McConnell, Obama backer duel over economy

The Senate's top Republican and a spokesman for President Obama argued Sunday about how to address the 2012 campaign's top issue: Jobs.

Senate Minority Leader Mitch McConnell, R-Ky., said Obama policies such as the health care law and financial regulations are "slowing the economy down" and making it hard to create jobs.

"We've got plenty to run against," McConnell said on CNN's State of the Union. "Clearly what they're doing is not working."

Former White House press secretary Robert Gibbs, a surrogate for Obama's re-election team, said on CNN that the economy is coming back from near-collapse, "and it takes a while to dig out of that hole."

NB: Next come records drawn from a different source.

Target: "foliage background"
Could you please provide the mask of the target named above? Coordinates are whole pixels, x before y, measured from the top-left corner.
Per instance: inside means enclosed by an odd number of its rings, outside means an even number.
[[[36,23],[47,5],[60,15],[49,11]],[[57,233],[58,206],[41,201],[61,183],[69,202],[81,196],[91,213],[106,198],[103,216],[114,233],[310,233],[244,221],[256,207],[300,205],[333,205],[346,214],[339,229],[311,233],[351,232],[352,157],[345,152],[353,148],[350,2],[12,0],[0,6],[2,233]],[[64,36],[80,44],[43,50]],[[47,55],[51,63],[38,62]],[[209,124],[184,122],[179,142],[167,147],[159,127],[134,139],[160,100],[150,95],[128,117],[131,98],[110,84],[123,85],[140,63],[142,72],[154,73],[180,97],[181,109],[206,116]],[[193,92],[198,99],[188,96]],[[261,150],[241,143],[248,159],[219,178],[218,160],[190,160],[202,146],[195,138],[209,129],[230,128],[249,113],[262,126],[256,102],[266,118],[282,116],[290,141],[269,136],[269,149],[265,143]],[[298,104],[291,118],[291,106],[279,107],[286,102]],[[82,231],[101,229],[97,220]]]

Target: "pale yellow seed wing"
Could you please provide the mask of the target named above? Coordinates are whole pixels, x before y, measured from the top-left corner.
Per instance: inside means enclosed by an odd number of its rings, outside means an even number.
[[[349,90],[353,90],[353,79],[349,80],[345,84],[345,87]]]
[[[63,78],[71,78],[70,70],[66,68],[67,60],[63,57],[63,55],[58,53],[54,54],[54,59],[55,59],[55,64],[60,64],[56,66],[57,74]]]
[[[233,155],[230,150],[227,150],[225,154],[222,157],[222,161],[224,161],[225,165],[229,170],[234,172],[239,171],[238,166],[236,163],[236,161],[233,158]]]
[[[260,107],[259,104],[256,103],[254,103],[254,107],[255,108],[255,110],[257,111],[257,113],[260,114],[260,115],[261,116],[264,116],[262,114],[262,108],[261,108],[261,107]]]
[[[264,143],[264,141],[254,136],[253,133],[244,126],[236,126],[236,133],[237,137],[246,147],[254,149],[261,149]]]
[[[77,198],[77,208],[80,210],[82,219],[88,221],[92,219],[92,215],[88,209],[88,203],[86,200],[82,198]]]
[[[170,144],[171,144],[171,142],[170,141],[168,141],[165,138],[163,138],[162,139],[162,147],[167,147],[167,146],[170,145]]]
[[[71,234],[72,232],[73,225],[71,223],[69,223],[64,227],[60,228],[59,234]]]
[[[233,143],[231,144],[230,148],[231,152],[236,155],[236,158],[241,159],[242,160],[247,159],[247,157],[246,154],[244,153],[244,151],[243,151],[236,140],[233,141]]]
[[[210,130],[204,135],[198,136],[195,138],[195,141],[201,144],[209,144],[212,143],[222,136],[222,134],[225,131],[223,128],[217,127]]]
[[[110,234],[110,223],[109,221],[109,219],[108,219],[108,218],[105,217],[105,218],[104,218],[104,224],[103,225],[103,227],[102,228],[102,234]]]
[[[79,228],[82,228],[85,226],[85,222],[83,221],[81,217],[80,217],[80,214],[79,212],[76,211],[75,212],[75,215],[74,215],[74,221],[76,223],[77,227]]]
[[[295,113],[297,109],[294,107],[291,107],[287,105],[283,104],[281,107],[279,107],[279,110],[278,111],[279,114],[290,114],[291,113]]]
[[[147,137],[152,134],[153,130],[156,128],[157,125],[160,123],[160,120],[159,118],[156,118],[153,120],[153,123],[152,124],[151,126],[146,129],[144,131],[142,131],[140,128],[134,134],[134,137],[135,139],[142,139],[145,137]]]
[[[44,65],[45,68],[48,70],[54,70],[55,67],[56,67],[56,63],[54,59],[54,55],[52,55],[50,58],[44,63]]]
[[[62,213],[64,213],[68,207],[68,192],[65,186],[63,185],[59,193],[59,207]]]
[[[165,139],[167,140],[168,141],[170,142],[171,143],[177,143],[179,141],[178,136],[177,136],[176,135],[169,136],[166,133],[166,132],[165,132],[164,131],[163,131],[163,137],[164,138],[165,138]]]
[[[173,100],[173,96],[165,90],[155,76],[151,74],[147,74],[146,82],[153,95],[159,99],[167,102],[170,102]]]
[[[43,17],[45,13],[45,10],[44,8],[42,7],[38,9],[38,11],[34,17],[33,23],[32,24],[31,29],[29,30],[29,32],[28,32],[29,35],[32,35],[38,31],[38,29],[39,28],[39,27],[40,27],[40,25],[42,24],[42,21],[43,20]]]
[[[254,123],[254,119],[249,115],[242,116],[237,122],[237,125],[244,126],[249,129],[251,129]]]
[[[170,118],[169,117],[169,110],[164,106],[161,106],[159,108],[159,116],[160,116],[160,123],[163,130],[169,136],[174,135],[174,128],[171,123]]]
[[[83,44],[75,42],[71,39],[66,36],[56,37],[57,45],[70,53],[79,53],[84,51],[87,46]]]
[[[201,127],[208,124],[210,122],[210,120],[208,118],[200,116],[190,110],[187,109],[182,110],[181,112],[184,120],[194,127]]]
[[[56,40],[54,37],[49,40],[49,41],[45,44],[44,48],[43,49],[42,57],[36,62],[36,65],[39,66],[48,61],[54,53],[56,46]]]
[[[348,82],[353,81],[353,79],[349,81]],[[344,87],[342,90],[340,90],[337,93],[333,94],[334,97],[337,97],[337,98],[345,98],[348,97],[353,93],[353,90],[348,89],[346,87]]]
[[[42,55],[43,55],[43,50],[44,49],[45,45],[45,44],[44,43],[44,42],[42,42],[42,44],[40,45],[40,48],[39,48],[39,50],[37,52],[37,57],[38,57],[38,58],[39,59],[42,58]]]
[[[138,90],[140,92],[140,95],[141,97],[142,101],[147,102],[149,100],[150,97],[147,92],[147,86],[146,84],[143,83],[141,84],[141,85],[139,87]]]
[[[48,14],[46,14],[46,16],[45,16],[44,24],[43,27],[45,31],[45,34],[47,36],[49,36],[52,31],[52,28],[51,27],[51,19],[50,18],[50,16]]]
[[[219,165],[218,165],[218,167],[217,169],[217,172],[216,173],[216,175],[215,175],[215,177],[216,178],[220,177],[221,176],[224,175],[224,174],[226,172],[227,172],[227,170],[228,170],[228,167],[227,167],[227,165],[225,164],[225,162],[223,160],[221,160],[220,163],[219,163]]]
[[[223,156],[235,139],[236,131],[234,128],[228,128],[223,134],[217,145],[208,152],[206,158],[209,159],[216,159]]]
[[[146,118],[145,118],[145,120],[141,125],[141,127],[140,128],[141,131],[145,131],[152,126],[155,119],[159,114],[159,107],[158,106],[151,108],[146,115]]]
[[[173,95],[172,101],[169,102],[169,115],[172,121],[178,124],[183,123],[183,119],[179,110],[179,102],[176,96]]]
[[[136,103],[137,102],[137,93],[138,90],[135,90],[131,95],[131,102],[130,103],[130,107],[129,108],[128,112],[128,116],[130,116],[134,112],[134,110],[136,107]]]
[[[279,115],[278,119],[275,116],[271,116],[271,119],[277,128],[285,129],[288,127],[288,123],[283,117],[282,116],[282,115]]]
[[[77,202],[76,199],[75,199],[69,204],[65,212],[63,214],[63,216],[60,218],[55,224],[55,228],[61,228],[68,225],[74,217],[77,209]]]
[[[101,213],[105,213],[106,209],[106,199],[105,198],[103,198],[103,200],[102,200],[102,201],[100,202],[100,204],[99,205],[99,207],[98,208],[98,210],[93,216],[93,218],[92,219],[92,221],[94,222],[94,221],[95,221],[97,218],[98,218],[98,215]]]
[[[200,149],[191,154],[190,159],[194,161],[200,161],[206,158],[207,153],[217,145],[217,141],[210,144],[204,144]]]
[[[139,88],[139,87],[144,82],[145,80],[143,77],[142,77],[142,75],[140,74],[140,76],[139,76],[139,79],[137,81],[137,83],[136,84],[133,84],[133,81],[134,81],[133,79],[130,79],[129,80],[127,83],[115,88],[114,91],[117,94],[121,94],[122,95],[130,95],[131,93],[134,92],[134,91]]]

Gibbs said that proposals by Republican Mitt Romney and other Republicans amount to nothing more than tax breaks for the wealthy and fewer regulations for business, the recipe tried during the George W. Bush years and found wanting.

"We tried it in eight years and it ended in this huge economic calamity," Gibbs said.

Gibbs and McConnell spoke two days after a new Labor Department report said the economy added only 80,000 new jobs in June, with the unemployment rate staying at only 8.2%.

Obama's approach is steadily working, Gibbs said, with an emphasis on such middle class concerns as education and health care.

"We've made progress," Gibbs said, "but we've got a long way to go."